Medicaid-Financed Institutional Services: Characteristics of Nursing Home and ICF/IID Residents and Their Patterns of Care. A. Summary of Results and Policy Implications

08/01/2013

Nursing Home Utilization. In recent years, the percentage of elderly and disabled Medicaid enrollees living in nursing homes has declined, a finding consistent with other recent studies (see, for example, Wiener et al. 2009). Although the reasons for this decline are not clear, states that have successfully begun to re-balance their LTC systems away from institutional care and toward HCBS would expect to experience such declines. In fact, we found that rates of nursing home utilization dropped in states that allocated a higher share of their Medicaid LTSS expenditures to HCBS, while rising in states allocating a lower share to HCBS. The positive relationship between HCBS investment and use and shorter nursing home stays also suggests that continued expansion of HCBS might be a contributing factor in lowering rates of institutionalization, although many other factors not measured here are also undoubtedly involved.

The Population of ICF/IID Residents. New ICF/IID placements during our study period were relatively uncommon, reflecting the long lengths of stay of the typical ICF/IID resident, the well-established movement from placing developmentally disabled individuals in larger institutions toward greater reliance on community-oriented group homes and HCBS, and the smaller size of this population more generally. ICF/IID residents were generally younger or middle-aged adults, the vast majority of whom had low-incomes even prior to being admitted (unlike nursing home residents). Because of the diverse and complex needs of this unique population, ICF/IID residents and those at risk of being placed in an ICF/IID will continue to benefit from programs that are tailored to their individual circumstances. Because large state-run ICFs/IID and smaller community ICFs/IID represent significantly different care settings, additional research that explicitly considers utilization of services provided by these different types of ICF/IID is critical to fully understanding how low-income individuals with ID/DD are being served in different states, and how to serve them better.

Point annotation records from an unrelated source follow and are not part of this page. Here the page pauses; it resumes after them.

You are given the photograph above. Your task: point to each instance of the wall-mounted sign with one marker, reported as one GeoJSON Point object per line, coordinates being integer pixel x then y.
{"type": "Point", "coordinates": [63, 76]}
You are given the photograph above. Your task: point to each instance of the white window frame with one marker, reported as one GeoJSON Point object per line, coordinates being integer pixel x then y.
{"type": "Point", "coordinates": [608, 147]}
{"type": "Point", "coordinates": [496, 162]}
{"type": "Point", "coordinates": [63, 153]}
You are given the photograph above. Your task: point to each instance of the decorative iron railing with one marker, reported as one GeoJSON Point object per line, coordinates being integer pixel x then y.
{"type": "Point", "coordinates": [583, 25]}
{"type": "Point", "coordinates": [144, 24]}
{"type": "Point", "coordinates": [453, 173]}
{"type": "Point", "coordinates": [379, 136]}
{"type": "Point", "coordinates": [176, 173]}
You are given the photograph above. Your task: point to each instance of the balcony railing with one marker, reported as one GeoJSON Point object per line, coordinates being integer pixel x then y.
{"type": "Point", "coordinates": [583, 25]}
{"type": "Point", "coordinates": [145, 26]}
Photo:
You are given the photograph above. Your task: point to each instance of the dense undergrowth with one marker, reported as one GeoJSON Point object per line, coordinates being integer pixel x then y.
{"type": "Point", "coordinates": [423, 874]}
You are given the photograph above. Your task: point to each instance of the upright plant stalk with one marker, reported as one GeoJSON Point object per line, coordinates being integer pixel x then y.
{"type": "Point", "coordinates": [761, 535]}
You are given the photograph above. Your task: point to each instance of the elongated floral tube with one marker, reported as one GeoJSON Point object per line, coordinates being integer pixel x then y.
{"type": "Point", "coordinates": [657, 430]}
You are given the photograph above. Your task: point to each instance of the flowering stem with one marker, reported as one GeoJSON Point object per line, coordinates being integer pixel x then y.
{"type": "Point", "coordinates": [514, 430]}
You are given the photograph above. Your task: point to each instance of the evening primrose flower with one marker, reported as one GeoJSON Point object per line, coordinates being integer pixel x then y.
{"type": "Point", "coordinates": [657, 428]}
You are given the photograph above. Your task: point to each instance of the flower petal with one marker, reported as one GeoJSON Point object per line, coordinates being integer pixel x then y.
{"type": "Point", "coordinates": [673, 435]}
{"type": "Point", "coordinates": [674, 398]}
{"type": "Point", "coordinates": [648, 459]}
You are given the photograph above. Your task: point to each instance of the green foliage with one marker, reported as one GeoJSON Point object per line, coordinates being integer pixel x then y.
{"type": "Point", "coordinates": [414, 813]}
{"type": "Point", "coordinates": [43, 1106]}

Use of Both Institutional Care and HCBS. Sizable minorities of both nursing home and ICF/IID residents used HCBS prior to their Medicaid-financed stays, suggesting that different types of LTSS are being used for the same individuals at different times, determined possibly by their changing levels of need or trial-and-error efforts to find the most appropriate service setting. To the extent that a given Medicaid enrollee is likely to need both HCBS and institutional care at different times in his or her life, systems of care that have a "no wrong door" policy -- according to which individuals requiring LTSS have all options for services made available to them regardless of how they access the system -- hold the potential to ease transitions to and from the community (Lind et al. 2010).

Multiple Episodes of Care. Multiple episodes of institutional care (separated by at least two months of living somewhere other than in a nursing home or ICF/IID) were uncommon, suggesting limited cycling in and out of institutions by the same individuals. However, the small number of individuals who did experience multiple episodes of care likely represents an important population requiring complex services for whom a key challenge is providing appropriate care tailored to their specific functional and medical needs. Moreover, while uncommon among LTC users generally, multiple spells of care among enrollees who were admitted to ICFs/IID during the 18-month period over which we observed them were not unusual; many of these individuals used both nursing home and ICF/IID services, usually in that order.

Eligibility for Medicaid Benefits. Although approximately 30 percent of nursing home residents were not enrolled in Medicaid two months before the beginning of their Medicaid-financed stay, the vast majority of ICF/IID residents (nearly 90 percent) were previously enrolled, with nearly half qualifying for benefits via cash assistance. In contrast, most nursing home residents qualified for benefits via "other" criteria (including the 300 percent rule) during their stays. The large percentage of ICF/IID residents who qualified for Medicaid prior to their stay might not be particularly surprising, since many disabilities are lifelong and (in the absence of and sometimes even with support services) limit an individual's ability to earn income. That nursing home stays often precipitate enrollment in Medicaid reflects the high cost of nursing home services for individuals with modest incomes and assets who previously did not require institutional care.